Walker has also made his presence felt as an occasional judge on the recently (and mercifully) ended CBS show, Rock Star: Supernova. And while his talents on the television and behind the mixer are worth pointing out, it’s his prowess with a microphone that should earn him the most respect.

The Rise and Fall of Butch Walker and the Let’s-Go-Out-Tonites! is a not-so-subtle homage to David Bowie and his 1972 release The Rise and Fall of Ziggy Stardust and the Spiders From Mars. And while the album titles are similar and the musicianship is comparable, Walker has avoided creating an actual concept record (sorry, no androgynous alien rockers here).
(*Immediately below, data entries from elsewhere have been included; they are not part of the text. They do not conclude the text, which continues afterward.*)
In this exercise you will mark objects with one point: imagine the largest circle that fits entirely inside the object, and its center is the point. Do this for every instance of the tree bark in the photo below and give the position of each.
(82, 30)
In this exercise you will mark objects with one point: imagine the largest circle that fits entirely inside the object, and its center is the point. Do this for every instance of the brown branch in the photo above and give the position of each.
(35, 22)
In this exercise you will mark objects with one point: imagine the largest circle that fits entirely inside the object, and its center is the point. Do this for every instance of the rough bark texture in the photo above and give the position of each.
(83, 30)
Instead, Walker sticks to what he knows: Shimmering pop hooks, a healthy array of guitar sounds and tongue-in-cheek wordplay that would leave even the cleverest of poets stumbling.
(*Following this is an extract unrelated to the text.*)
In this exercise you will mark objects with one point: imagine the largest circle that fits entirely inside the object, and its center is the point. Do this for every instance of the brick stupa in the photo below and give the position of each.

The result is a fresh breath of creativity in a music industry that rarely rewards artists so obviously going against the grain of current pop trends.

“Bethampthetamine (Pretty Pretty),” “Hot Girls in Good Moods” and “When Canyons Ruled the City” highlight a disc filled with tracks sure to inspire good times and drunken sing-alongs.

But his latest effort is hardly the Georgia rocker’s best. Rise and Fall is a dramatic departure from Letters, Walker’s highly impactful, though occasionally gloomy, 2004 effort. With all of that said, if you’re looking for background music that will keep the party going or provide the fuel to help get it started, Rise and Fall has to be a top choice.